A policy routine is a function or set of functions of a block device driver that interacts with a hardware block device to satisfy requests assembled in a dispatch queue. Strategy routines can be called through the request_fn method in the request queue descriptor - such as the foo_strategy() function introduced in the previous section. The I/O scheduler layer passes the address of the request queue descriptor q to this function. As mentioned earlier, the policy routine is usually started after a new request is inserted into an empty request queue. As long as the block device driver is activated, all requests in the queue should be processed until the queue is empty. The simple implementation of the policy routine is as follows: for each element in the scheduling queue, it interacts with the block device controller to service the request, waits until the data transfer is completed, and then deletes the serviced request from the queue and continues to process the schedule. The next request in the queue. This implementation is not very efficient. Even assuming that DMA can be used to transfer data, the policy routine must suspend itself while waiting for the I/O operation to complete. This means that the policy routine should be executed on a dedicated kernel thread (we don't want to penalize unrelated user processes). Furthermore, such drivers cannot support modern disk controllers that can handle multiple I/O data transfers at once.
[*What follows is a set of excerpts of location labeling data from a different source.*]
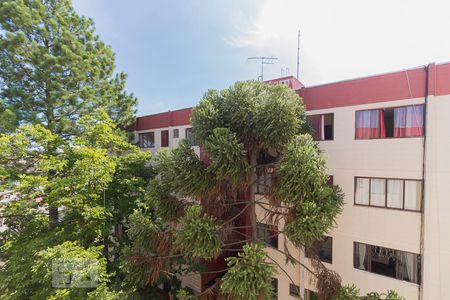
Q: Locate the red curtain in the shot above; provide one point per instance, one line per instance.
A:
(408, 121)
(369, 124)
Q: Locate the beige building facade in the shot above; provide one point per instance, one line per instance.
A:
(387, 140)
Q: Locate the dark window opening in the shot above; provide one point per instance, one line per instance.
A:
(147, 140)
(294, 290)
(275, 286)
(396, 122)
(264, 172)
(191, 137)
(322, 126)
(165, 138)
(322, 249)
(268, 234)
(328, 127)
(389, 121)
(310, 295)
(388, 262)
(176, 133)
(330, 180)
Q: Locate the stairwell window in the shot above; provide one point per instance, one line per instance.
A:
(190, 137)
(322, 249)
(405, 194)
(294, 290)
(267, 234)
(275, 287)
(388, 262)
(147, 140)
(395, 122)
(322, 126)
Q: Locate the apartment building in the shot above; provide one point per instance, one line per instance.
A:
(387, 139)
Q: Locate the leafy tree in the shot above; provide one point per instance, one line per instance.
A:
(237, 128)
(351, 292)
(54, 68)
(79, 176)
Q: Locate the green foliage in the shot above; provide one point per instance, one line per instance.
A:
(82, 175)
(390, 295)
(54, 68)
(301, 182)
(260, 115)
(351, 292)
(183, 294)
(249, 275)
(228, 157)
(301, 171)
(197, 234)
(184, 172)
(348, 292)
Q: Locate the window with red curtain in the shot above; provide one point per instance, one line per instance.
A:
(408, 121)
(316, 123)
(370, 124)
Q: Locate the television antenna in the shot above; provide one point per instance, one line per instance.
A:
(265, 60)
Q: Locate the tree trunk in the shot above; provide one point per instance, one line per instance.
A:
(252, 196)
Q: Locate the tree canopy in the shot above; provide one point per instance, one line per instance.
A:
(54, 68)
(236, 128)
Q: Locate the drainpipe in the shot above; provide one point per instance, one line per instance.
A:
(422, 216)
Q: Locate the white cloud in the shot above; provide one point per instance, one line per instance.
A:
(347, 38)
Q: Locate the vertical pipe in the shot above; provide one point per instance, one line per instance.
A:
(422, 216)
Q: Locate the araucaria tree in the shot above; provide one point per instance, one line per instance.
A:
(207, 207)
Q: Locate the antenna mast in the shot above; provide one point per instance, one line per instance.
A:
(264, 61)
(298, 54)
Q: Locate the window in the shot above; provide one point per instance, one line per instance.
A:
(390, 193)
(323, 249)
(294, 290)
(264, 176)
(268, 234)
(147, 140)
(406, 121)
(275, 287)
(322, 126)
(165, 138)
(385, 261)
(310, 295)
(176, 133)
(190, 137)
(330, 180)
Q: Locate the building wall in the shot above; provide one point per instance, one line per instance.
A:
(173, 142)
(436, 268)
(425, 233)
(348, 157)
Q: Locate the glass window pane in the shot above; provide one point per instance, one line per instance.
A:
(362, 191)
(360, 256)
(377, 192)
(413, 194)
(384, 261)
(395, 193)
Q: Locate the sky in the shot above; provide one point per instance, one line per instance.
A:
(174, 51)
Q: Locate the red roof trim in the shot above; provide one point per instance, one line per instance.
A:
(401, 85)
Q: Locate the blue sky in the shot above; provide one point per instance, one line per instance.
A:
(173, 51)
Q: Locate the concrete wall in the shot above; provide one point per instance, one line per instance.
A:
(396, 229)
(436, 261)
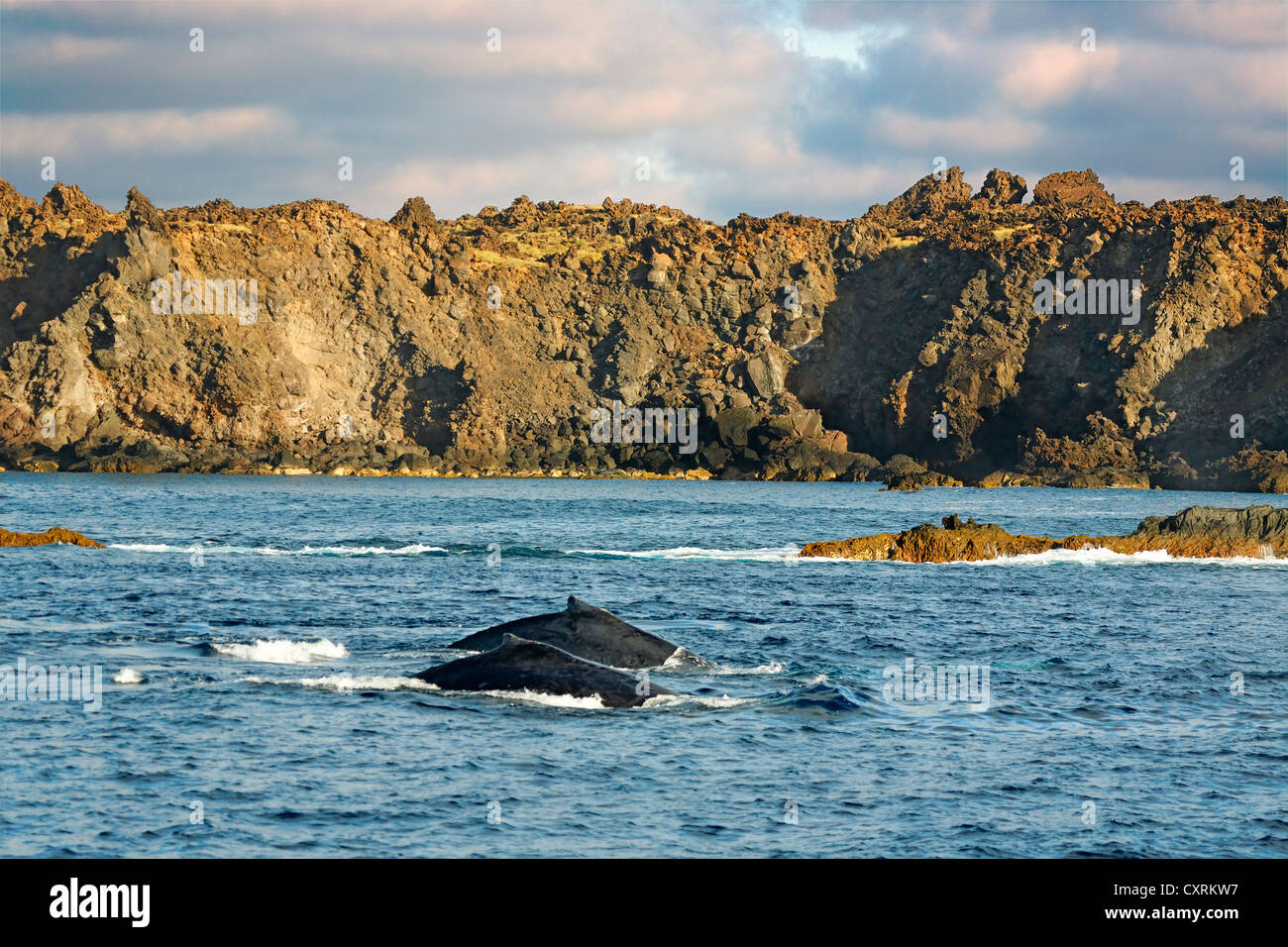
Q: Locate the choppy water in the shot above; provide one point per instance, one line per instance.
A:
(1109, 677)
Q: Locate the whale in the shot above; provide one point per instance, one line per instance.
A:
(584, 631)
(519, 664)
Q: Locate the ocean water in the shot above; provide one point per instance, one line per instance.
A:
(265, 630)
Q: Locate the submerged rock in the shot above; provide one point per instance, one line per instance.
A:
(46, 539)
(1198, 531)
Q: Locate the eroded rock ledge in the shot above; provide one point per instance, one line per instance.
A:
(812, 350)
(1198, 531)
(47, 539)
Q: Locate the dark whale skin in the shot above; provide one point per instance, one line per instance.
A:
(585, 631)
(518, 664)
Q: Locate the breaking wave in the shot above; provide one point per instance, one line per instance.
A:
(281, 651)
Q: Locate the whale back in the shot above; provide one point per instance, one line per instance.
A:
(583, 630)
(519, 664)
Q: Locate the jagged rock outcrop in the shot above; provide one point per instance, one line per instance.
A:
(304, 337)
(48, 538)
(1198, 531)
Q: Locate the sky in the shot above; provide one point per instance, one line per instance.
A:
(715, 107)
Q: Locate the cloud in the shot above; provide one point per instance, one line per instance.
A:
(729, 118)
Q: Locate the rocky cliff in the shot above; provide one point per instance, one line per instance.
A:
(1258, 532)
(909, 344)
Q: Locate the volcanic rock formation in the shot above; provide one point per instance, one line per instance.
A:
(304, 338)
(1198, 531)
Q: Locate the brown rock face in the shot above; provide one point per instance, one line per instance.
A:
(1003, 187)
(1072, 189)
(47, 539)
(1198, 531)
(304, 337)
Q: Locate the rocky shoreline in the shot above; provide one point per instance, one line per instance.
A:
(54, 536)
(901, 347)
(1196, 532)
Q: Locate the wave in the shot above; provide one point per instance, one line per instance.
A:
(1096, 556)
(1099, 556)
(346, 684)
(412, 549)
(281, 651)
(679, 699)
(684, 660)
(761, 554)
(820, 696)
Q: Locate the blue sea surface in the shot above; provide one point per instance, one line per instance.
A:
(1136, 705)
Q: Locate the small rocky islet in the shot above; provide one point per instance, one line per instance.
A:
(54, 536)
(1196, 532)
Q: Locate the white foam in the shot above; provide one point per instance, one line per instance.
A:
(412, 549)
(671, 699)
(763, 554)
(549, 699)
(282, 652)
(1096, 556)
(1099, 556)
(346, 684)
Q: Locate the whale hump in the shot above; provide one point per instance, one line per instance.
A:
(583, 630)
(522, 664)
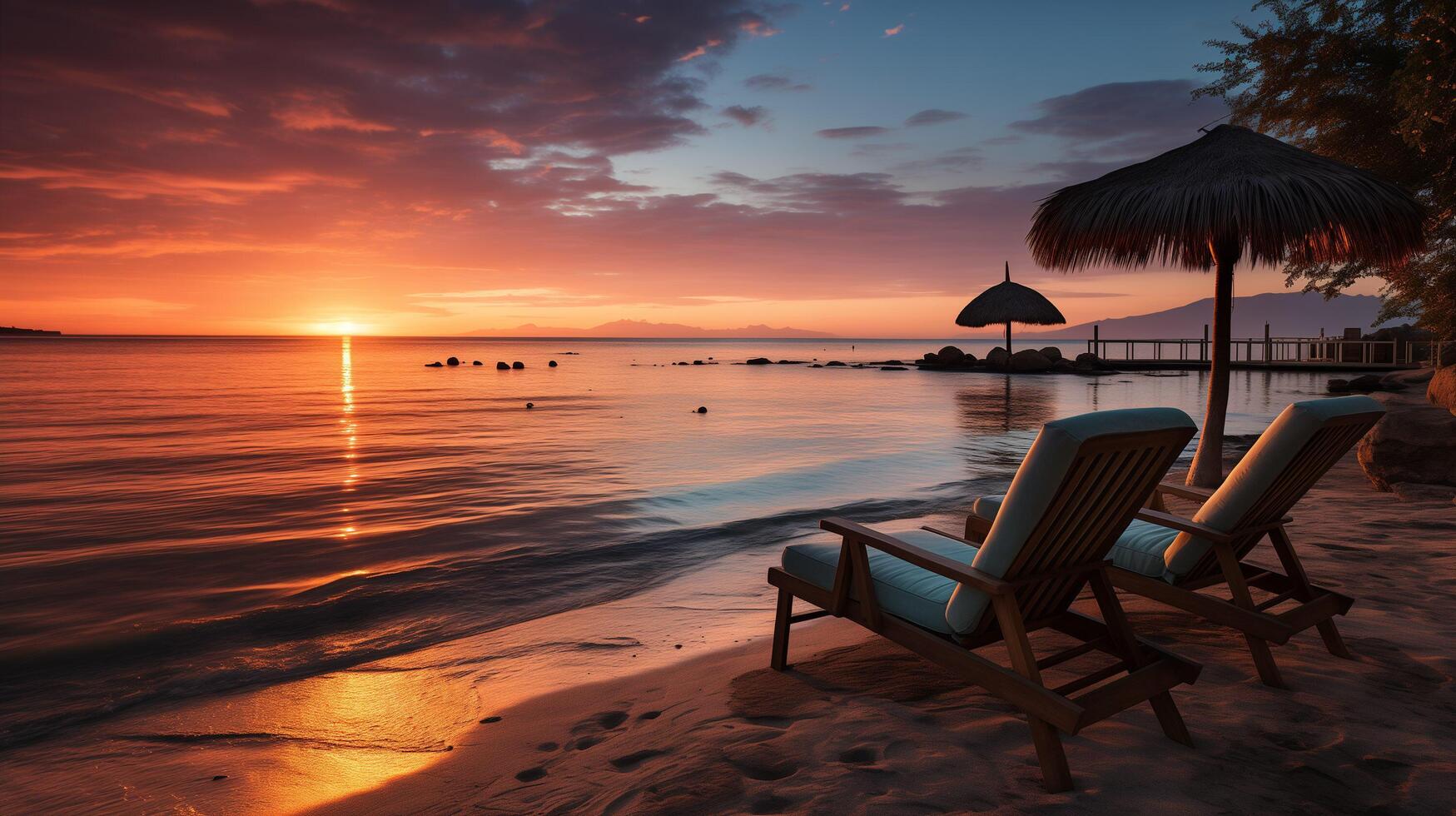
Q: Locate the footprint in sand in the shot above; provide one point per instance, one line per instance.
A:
(530, 774)
(634, 759)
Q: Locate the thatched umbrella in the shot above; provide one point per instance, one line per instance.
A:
(1234, 194)
(1009, 303)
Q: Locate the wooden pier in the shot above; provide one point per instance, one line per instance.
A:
(1279, 353)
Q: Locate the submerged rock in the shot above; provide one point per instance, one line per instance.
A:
(950, 356)
(1030, 361)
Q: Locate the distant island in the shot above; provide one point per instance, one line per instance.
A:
(28, 332)
(1289, 314)
(644, 328)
Therefore, many block device drivers adopt the following strategy:

  1. The policy routine handles the first request in the queue and sets up the block device controller so that an interrupt can be generated when the data transfer is complete. The policy routine then terminates.
  2. When the disk controller generates an interrupt, the interrupt controller calls the policy routine again (usually directly, sometimes by activating a work queue). The policy routine either initiates another data transfer for the current request, or when all data blocks for the request have been transferred, removes the request from the dispatch queue and starts processing the next request.
    The request is composed of several bio structures, and each bio structure is composed of several segments. Basically, block device drivers use DMA in two ways:
  3. The driver establishes different DMA transfer methods to service each segment in each bio structure requested.
  4. The driver establishes a single scatter-gather DMA transfer to service all segments in all requested bios.
    Finally, the design of device driver policy routines depends on the characteristics of the block controller. Each physical block device has inherent characteristics that differ from other physical block devices (for example, a floppy disk driver groups blocks on a track into tracks, and a single I/O operation transfers the entire track), so it is important for the device driver to It doesn't make much sense to make general assumptions about how each request should be serviced.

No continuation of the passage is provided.